At a macro level, McKinsey research has identified 18 distinctive arenas of growth that could generate $1.7 trillion to $2 trillion in revenue for India by 2030, led by technological advancements and sustained investment.9 Of these, eight select arenas, including construction, semiconductors, renewables, and automotive, have significant usage of chemical inputs and could add $30 billion to $35 billion to chemical revenues by 2030, as downstream capacity expands through government funding, policy incentives, and supply chain localization.10 In parallel, India’s approximately $31 billion chemical trade deficit in 2025 highlights a substantial import substitution opportunity, particularly in inorganics and polymers.11
How Indian chemical companies could create value
Amid global volatility, overcapacity, margin pressure, and trade fragmentation, profitable growth is likely to depend on sharper choices around portfolios, capabilities, capital allocation, and execution. Focused moves across seven levers could help build resilience and global competitiveness for Indian chemical companies:
- Build domestic platforms with global reach. Eight select arenas can now support global-scale chemical operations in India. Even individual segments offer significant near-term opportunities, highlighting the importance of timely investments and strategic partnerships.
- Create global operating capabilities in priority markets. With only an approximately 3 percent share of global trade,12 Indian companies could build global operating capabilities to enhance growth and pricing power.
- Institutionalize programmatic partnerships. As global deal activity accelerates and asset valuations reset, Indian companies could drive partnerships to access technology and markets that may otherwise require prolonged organic development.
- Turn innovation into a growth engine. There is scope to transform R&D from a process-focused technical function into a strategic growth engine through technology development, application-led innovation, customer-embedded creation, and accelerated commercialization—independently or in partnership.
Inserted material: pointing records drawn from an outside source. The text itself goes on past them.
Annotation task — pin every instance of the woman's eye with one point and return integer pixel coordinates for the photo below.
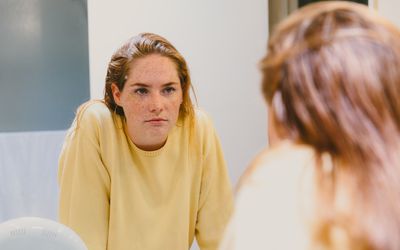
(141, 91)
(169, 90)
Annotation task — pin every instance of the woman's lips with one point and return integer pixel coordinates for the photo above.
(156, 121)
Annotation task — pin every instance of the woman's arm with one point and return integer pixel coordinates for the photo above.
(216, 202)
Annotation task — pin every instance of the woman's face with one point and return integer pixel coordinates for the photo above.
(151, 99)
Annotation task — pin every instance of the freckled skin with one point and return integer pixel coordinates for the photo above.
(151, 99)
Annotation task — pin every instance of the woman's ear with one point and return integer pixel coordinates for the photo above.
(116, 94)
(276, 114)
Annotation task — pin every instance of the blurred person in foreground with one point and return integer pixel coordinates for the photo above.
(331, 179)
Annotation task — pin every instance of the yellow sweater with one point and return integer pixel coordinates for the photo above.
(118, 197)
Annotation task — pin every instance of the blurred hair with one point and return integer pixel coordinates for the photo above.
(332, 77)
(138, 47)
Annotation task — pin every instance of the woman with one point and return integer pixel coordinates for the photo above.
(142, 169)
(331, 180)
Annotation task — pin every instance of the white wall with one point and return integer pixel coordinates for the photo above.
(222, 41)
(390, 10)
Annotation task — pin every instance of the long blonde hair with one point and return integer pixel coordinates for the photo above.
(332, 76)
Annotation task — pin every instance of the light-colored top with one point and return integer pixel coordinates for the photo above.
(270, 202)
(118, 197)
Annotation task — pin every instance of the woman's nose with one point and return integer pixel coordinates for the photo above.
(156, 103)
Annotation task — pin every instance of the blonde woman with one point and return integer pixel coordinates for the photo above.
(331, 179)
(142, 168)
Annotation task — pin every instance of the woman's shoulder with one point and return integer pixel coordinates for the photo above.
(267, 202)
(285, 161)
- Integrate AI into the operating model. We estimate that AI and advanced analytics could deliver eight to 12 percentage point EBITDA improvements across procurement, manufacturing, and supply chain, without heavy capital spend.13
- Build resilient supply chains. Recent disruptions, including pandemic-related shutdowns and logistics bottlenecks, underscore the need for more resilient supply chains such as distributed warehousing, regional inventory positioning, and vertical and horizontal integration or partnership arrangements.
- Strengthen the balance sheet and P&L. Amid geopolitical turmoil, maintaining balance sheet headroom and active management of working capital, foreign exchange, and energy exposure are important, not only as defensive necessities but as strategic enablers.
While challenges may persist, these seven levers could help Indian chemical companies to reignite growth while maintaining profitability amid heightened global volatility. Firms that prioritize structurally attractive markets, develop specialized capabilities, and deploy capital with discipline can lead India’s chemical industry into its next phase of global prominence, with early movers not only achieving superior scale but also shaping competitive dynamics for the decade ahead.